The clinical outcome showed the efficacy of the nutraceuticals contained in PN [4, 6, 13, 14] even exhibiting a lipid profile improvement independently of age classes, gender and administration time during the day [16] and the remarkable increase in HDL-Chol observed in patients with metabolic syndrome (MetS). Moreover, PN reduced the incidence of MetS and improved the Framingham Risk Score achieving a significant change of global CV risk class versus D [17]. The positive correlation between the level of LDL-Chol at the beginning of PN treatment and the decrease of LDL-Chol achieved after 12 weeks does not limit the use of PN to subjects with mild hypercholesterolemia.

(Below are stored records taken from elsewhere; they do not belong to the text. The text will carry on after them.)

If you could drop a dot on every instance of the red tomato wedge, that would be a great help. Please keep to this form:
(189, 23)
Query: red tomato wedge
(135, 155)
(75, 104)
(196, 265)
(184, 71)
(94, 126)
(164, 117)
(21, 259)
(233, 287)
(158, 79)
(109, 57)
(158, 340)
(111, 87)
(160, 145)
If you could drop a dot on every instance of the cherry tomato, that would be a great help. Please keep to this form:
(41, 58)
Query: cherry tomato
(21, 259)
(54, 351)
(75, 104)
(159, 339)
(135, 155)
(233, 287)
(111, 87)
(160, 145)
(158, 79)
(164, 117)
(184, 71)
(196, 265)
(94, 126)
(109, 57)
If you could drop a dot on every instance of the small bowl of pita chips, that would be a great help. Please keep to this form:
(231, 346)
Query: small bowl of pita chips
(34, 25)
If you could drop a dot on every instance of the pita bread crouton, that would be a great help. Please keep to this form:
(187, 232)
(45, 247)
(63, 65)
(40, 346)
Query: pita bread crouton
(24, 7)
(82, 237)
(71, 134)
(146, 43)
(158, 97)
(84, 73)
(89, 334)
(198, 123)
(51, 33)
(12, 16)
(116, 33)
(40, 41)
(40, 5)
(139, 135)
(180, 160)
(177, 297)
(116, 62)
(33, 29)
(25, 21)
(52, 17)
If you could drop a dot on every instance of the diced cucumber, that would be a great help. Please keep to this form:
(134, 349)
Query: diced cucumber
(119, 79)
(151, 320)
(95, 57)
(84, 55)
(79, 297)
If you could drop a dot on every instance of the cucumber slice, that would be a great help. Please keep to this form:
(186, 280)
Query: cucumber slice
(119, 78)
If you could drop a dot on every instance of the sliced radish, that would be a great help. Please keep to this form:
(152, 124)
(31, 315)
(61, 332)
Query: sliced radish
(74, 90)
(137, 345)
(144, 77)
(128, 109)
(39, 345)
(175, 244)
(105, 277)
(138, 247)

An important feature of PN is its good safety as shown by the very low incidence of adverse reactions such as constipation (0.6%), dyspepsia (0.5%), nausea (0.3%), and diarrhoea (0.2%). The onset of myalgia, the adverse event more worried the patients because it impairs their quality of life, occurs in a low number of cases (0.3%), as compared to statins, and required a precautionary withdrawal of treatment in one patient (0.1%). In a long term study where the patients were the controls of themselves, patients were previously intolerant to more than one statin significantly improved their blood lipid picture without complaining side effects [6]. This favorable safety profile allows to administer PN even in patients that, according to international guidelines for higher added cardiovascular disease risk, should be treated with statins. The occurrence of myalgia is linked to monacolin K, whose molecular structure correspond to a that of a mild statin. The rare incidence of this side-effect in the PN + D group is due to the low daily dose of monacolin K in PN, classified as food supplement, as compared to the correspondent statin prescription drug (3 mg versus the smallest 10 mg therapeutic dose of lovastatin). Notwithstanding the small dose of monacolin, PN was effective as the action of monacolin K is integrated by the whole monacolins family contained in red yeast rice extract and by the synergistic action of berberine and policosanol. In facts, berberine increases LDLR expression by a mechanism distinct from statins and monacolin K, inhibitors of 3-hydroxy-3-methylglutaryl-Coenzime A reductase. Experimental data provide evidence that berberine and lovastatin had additive stimulating effects on LDLR mRNA expression and that berberine activity was not reduced at all by lovastatin [15]. These results show the synergy of action of the combination among berberine, red yeast rice and policosanol, previously found in an animal study.

As final conclusion, the variety of the available data supports the rationale for recommending the PN combination of nutraceuticals with lifestyle changes and a balanced diet as an effective approach to dyslipidemic patients [4, 5, 17].